Amazon Kinesis makes it easy to collect, process, and analyze real-time streaming data so you can get timely insights and react quickly to new information. With Amazon Kinesis, you can ingest real-time data such as application logs, website clickstreams, IoT to imagery data, and more, into your databases, your data lakes and data warehouses. We’ll build your own real-time applications using this data. Amazon Kinesis enables you to process and analyze data as it arrives and respond it real time, instead of having to wait until all your data is collected before the processing can begin. When choosing a big data processing solution from within the available AWS service offerings, it is important to determine whether you need the latency of response from the process to be in seconds, minutes, or hours. This will typically drive the decision on which AWS service is the best for that processing pattern or use case. AWS Kinesis is primarily designed to deliver processing orientated around real-time streaming.

Amazon Kinesis can continuously capture and store terabytes of data per hour from hundreds or thousands of sources, such as website clickstreams, financial transactions, social media feeds, IT logs, and location-tracking events. Amazon Kinesis provides three different solution capabilities. Amazon Kinesis Streams enables you to build custom applications that process or analyze streaming data for specialized needs.
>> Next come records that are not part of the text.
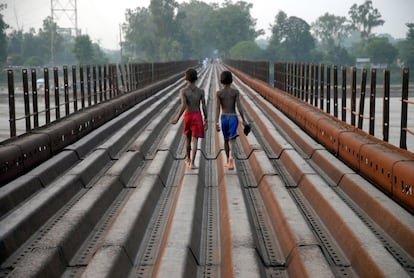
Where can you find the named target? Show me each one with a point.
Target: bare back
(228, 98)
(192, 96)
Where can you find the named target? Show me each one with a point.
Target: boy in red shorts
(228, 99)
(191, 98)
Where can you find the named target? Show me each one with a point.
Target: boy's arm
(217, 111)
(240, 108)
(182, 108)
(203, 106)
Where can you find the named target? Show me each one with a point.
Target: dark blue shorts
(229, 124)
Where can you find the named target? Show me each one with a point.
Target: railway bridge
(309, 196)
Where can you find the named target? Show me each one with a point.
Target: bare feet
(187, 162)
(230, 164)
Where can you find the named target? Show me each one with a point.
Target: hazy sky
(101, 19)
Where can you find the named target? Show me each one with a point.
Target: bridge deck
(121, 203)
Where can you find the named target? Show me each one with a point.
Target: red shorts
(193, 122)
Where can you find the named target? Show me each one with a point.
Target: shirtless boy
(191, 98)
(227, 99)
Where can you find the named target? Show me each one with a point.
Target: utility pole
(60, 8)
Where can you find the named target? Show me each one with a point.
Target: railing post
(328, 89)
(88, 83)
(353, 95)
(66, 89)
(105, 82)
(322, 84)
(312, 79)
(100, 82)
(373, 88)
(404, 109)
(335, 91)
(56, 84)
(75, 89)
(316, 80)
(95, 92)
(362, 99)
(303, 72)
(307, 84)
(343, 101)
(34, 99)
(386, 106)
(26, 100)
(47, 94)
(12, 104)
(82, 86)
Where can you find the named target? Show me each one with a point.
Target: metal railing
(315, 84)
(64, 91)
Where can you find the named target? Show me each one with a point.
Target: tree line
(168, 31)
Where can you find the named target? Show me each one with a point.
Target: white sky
(101, 19)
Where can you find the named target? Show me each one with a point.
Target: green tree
(246, 50)
(3, 37)
(330, 30)
(140, 35)
(194, 28)
(364, 18)
(291, 39)
(83, 50)
(381, 51)
(231, 24)
(163, 16)
(50, 42)
(406, 47)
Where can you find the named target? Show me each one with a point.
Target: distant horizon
(105, 30)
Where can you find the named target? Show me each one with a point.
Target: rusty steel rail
(97, 83)
(20, 154)
(308, 82)
(391, 168)
(120, 202)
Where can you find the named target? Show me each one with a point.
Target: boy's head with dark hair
(226, 77)
(191, 75)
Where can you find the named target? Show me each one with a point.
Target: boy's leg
(188, 149)
(230, 163)
(227, 149)
(193, 152)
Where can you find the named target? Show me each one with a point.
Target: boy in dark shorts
(194, 126)
(227, 99)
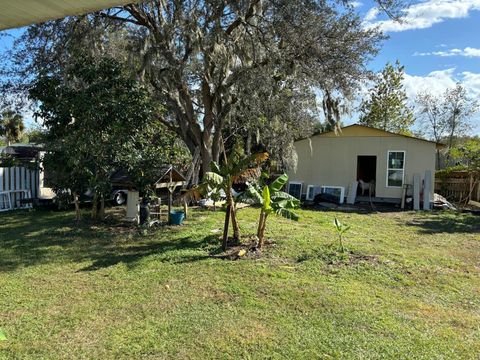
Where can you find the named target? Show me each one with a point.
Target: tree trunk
(101, 213)
(95, 206)
(261, 229)
(225, 229)
(236, 228)
(78, 215)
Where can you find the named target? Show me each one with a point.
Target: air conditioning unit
(312, 190)
(336, 192)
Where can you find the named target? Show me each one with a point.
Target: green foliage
(273, 200)
(99, 120)
(341, 229)
(11, 126)
(386, 107)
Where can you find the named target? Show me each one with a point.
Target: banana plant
(341, 229)
(237, 169)
(273, 201)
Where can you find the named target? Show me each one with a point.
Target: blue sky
(438, 42)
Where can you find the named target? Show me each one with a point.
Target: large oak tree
(211, 62)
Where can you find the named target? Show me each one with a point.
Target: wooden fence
(458, 189)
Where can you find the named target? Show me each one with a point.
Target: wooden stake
(225, 229)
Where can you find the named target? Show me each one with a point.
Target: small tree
(273, 200)
(98, 120)
(237, 169)
(446, 116)
(387, 108)
(340, 229)
(11, 126)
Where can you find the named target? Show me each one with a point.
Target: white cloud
(466, 52)
(371, 15)
(435, 82)
(424, 15)
(356, 4)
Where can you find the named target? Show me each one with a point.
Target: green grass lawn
(411, 289)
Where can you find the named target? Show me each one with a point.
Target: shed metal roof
(380, 132)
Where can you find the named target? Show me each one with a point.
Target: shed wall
(332, 160)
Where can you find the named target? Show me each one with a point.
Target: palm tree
(11, 126)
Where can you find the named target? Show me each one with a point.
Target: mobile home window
(395, 168)
(295, 189)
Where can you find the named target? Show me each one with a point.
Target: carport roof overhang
(17, 13)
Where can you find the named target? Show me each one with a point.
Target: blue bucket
(176, 217)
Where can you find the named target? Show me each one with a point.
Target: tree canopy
(99, 120)
(216, 65)
(11, 126)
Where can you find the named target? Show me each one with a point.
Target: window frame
(389, 168)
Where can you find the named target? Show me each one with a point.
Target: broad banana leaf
(253, 194)
(216, 168)
(278, 184)
(214, 179)
(280, 195)
(287, 214)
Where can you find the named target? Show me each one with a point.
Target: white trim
(388, 168)
(308, 190)
(295, 183)
(342, 192)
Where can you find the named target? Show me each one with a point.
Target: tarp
(17, 13)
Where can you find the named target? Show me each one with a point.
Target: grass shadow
(40, 237)
(437, 222)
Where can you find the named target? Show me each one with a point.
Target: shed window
(295, 189)
(395, 168)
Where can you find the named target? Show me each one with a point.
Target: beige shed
(385, 161)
Amazon Kinesis Firehose enables you to load streaming data into the Amazon Kinesis analytics, Amazon S3, Amazon RedShift, and Amazon Elastic Search Services. Amazon Kinesis Analytics enables you to write standard SQL queries on streaming data.

Kinesis Streams

Amazon Kinesis Streams is based on a platform as a service style architecture, where you determine the throughput of the capacity you require, and the architecture and components are automatically provisioned, installed, and configured for you. You have no need or ability to change the way these architectural components are deployed. Unlike some of the other Amazon big data services, which have a container that the server sits within, for an example, a DB instance with an Amazon IDS, Amazon Kinesis doesn’t.
The container is effectively the combination of the accounts, and the region you are provisioning the Kinesis Streams within. An Amazon Kinesis Stream is an ordered sequence of data records. A record is the unit of data in an Amazon Kinesis Stream. Each record in the stream is composed of a sequence number, a partition key, and a data blob. A data blob is the data of interest your data producer adds to a stream. The data records in the stream are distributed into shards. A shard is the base throughput unit of an Amazon Kinesis Stream. One shard provides a capacity of one megabyte per second of data input, and two megabytes per second of data output, and can support up to a thousand put records per second. You specify the number of shards needed when you create a stream. The data capacity of your stream is a function of the number of shards that you specify for that stream. The total capacity of the stream is the sum of the capacity of its shards. If your data rate increases, you can increase or decrease the number of shards allocated to your stream. The producers continuously push data to Kinesis Streams, and the consumers process the data in realtime.

Kinesis Firehose:

With Kinesis Firehose, you do not need to write applications or manage resources. You configure your data producers to send data to Kinesis Firehose and are automatically delivers the data to the destination that you specify. You can also configure Amazon Kinesis Firehose to transform your data before data delivery. Unlike some of the other Amazon big data services which have a container that the service sits within, for example, a DB instance with an Amazon RDS, Amazon Kinesis Firehose doesn’t.
The container’s effectively the combination of the account and the region you provision the Kinesis delivery streams within. The delivery stream is the underlying entity of Kinesis Firehose. You use Kinesis Firehose by creating a Kinesis Firehose delivery stream and then sending data to it which means each delivery stream is effectively defined by the target system that receives the restreamed data. Data producers send records to Kinesis Firehose delivery streams. For example, a web service sending log data to Kinesis Firehose delivery stream is a data producer.

One of the great things about AWS is that they always try and make things easy for you. So when you go to create a new Amazon Kinesis Firehose definition in the console, there are a number of prebate destinations that would help you with streaming data into a AWS big data storage solution. As you can see, you can select one of the three data services currently available as a target, S3, Redshift, or Elasticsearch. Selecting one of these destinations will create additional parameter options for you to complete to assist in creating the data flow.